Many new artists have been hailed as Dylan’s successors, but nobody has come close to taking his mantle. If anybody deliberately sets out to follow in Dylan’s footsteps, it’s bound to fail because of the originality that seeps out of his every pore. However, many songwriters, including Mick Jagger, have used their love of Dylan as a force for good, inspiring them to reach greatness with their own creations.

Although Dylan influenced Jagger, he never once tried to be musically identical to him, as he knew it would just be a pale imitation. Instead, the Rolling Stones singer studied Dylan’s work, which taught him pivotal lessons regarding the art of storytelling that he interpolated into his songs, including one huge hit.

On one occasion, Jagger had the honour of observing Dylan’s magic in the studio while he was recording Blood On The Tracks. This opportunity was a dream come true for him, as Dylan had been an important figure in his life since he was a teenager, once telling The Guardian: “I was playing Bob Dylan records at my parents’ house when he was still an acoustic folk singer, but he was already very important, and his lyrics were on point”.

He added: “The delivery isn’t just the words; it’s the accentuation and the moods and twists he puts on them. His greatness lies in the body of work. I was at a session for Blood on the Tracks and really enjoyed watching him record ‘Lily, Rosemary and the Jack of Hearts’, with this incredible depth of storyline, surrounded by all these boring people from the record company who he had sitting in the control room. I couldn’t record like that.”

While he couldn’t record with a million eyes watching him like Dylan, he could change how he approached the writing process. For ‘Sympathy for the Devil’, the Rolling Stones frontman had Dylan and French poet Charles Baudelaire at the forefront of his mind, who both helped him create a legendary rock anthem.

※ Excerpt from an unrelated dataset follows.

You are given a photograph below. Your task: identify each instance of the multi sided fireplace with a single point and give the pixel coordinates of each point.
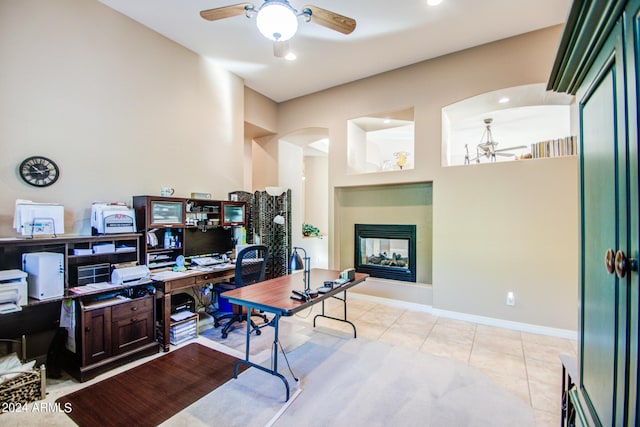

Jagger once explained to Rolling Stone: “I think [the lyrics were] taken from an old idea of Baudelaire’s, I think, but I could be wrong. Sometimes when I look at my Baudelaire books, I can’t see it in there. But it was an idea I got from French writing. And I just took a couple of lines and expanded on it. I wrote it as sort of like a Bob Dylan song.”

It was one of the first tracks Jagger wrote without assistance from Keith Richards, proving he was a serious songwriter in his own right. “I knew it was a good song. You just have this feeling. It had its poetic beginning, and then it had historic references and then philosophical jottings and so on. It’s all very well to write that in verse, but to make it into a pop song is something different. Especially in England – you’re skewered,” he later reflected.

Although many artists have made serious mistakes when taking inspiration from Dylan, Jagger used it perfectly in ‘Sympathy for the Devil’. While Dylan’s essence is in the vocal delivery, it’s mainly Jagger’s clever usage of metaphorical language and literary devices that showcase the inspiration. Rather than copy Dylan, Jagger merely tried to think like Dylan, which he did with aplomb. ‘Sympathy for the Devil’ also signified Jagger’s progression as a songwriter, finally settling into his groove.